Phase One of Black Mountain Trailhead Project—In collaboration with the Forest Service, TPC completed phase one of relocating the Black Mountain Trailhead to a new location beside the Ranger Station which will eventually offer increased parking, restrooms, and new signage upon completion. This phase included establishing the parameters of the parking area, clearing, grading, and spreading crushed stone. In addition to accommodating trail users, this project in the future will benefit local water quality by removing the current parking lot straddling both sides of Starens Creek, removing an unnecessary weir, and restoring the stream itself as well as the riparian area along this part of Starens Creek.

River Rangers—The River Rangers had a very successful 2021 season providing community outreach and education, river restoration, and clean up efforts to the prized waterways of the Pisgah. They created over 35 virtual programs and hosted close to 50 programs in the forest, collaborating with Trout Unlimited, Freshwaters Illustrated, NC Wildlife Resource Commission, National Forests in North Carolina and others. They engaged with more than 5,000 people in person and went viral, reaching over 12 million virtually through their Facebook page, Pisgah River Rangers. In addition to offering this important educational component, they removed more than 330 rock structures from rivers on the Pisgah District, remediated over 50 illegal campsites located too close to vital waterways, and picked up in excess of 1,000 pounds of trash from recreation sites and hiking trails alongside rivers. In the words of Roean Allen, River Ranger crew leader for the last two seasons, “I have been involved with the River Ranger program since its start and, in my opinion, this has been the best season yet.”

Looking Towards 2022—

The coming year is shaping up to be another exciting and busy year for TPC!

Kicking off the year is the inaugural project of our new Pisgah Clean-Up Fund, a community-driven project to clean up a longstanding, particularly nasty dumpsite along Tucker Creek in the Balsam Grove area, as mentioned above. Scheduled for January 10-12, with potential adjustment based on weather, this effort will include the work of volunteers and local contractors to restore this absolutely beautiful stretch of cascades, eddies, and flowing Pisgah water.

Environmental survey work will continue at Graveyard Fields into the new year as we work towards on-the-ground implementation. In 2022 we will continue to work with the Forest Service to identify needs and conduct the Post-TS Fred recovery work, as the Forest Service brings resources to bear on a multi-year process of storm repair and recovery.
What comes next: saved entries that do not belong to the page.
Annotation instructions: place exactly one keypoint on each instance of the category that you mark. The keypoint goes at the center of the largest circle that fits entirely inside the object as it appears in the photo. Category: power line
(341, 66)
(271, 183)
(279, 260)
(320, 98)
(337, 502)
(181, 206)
We are also excited to see Pisgah Pride Day return in 2022 after a two-year pause due to the COVID-19 pandemic. Currently scheduled for Saturday April 30th, Pisgah Pride Day 2022 will be a time to get together and give back in a hands-on way once again, joining forces to provide direct improvements to the Pisgah Ranger District, a resource and home that is so special to all of us.

Here’s to a great 2021 and a great year to come. Thank you greatly for your continued support for The Pisgah Conservancy and Pisgah National Forest.

Have a great holiday and a happy new year!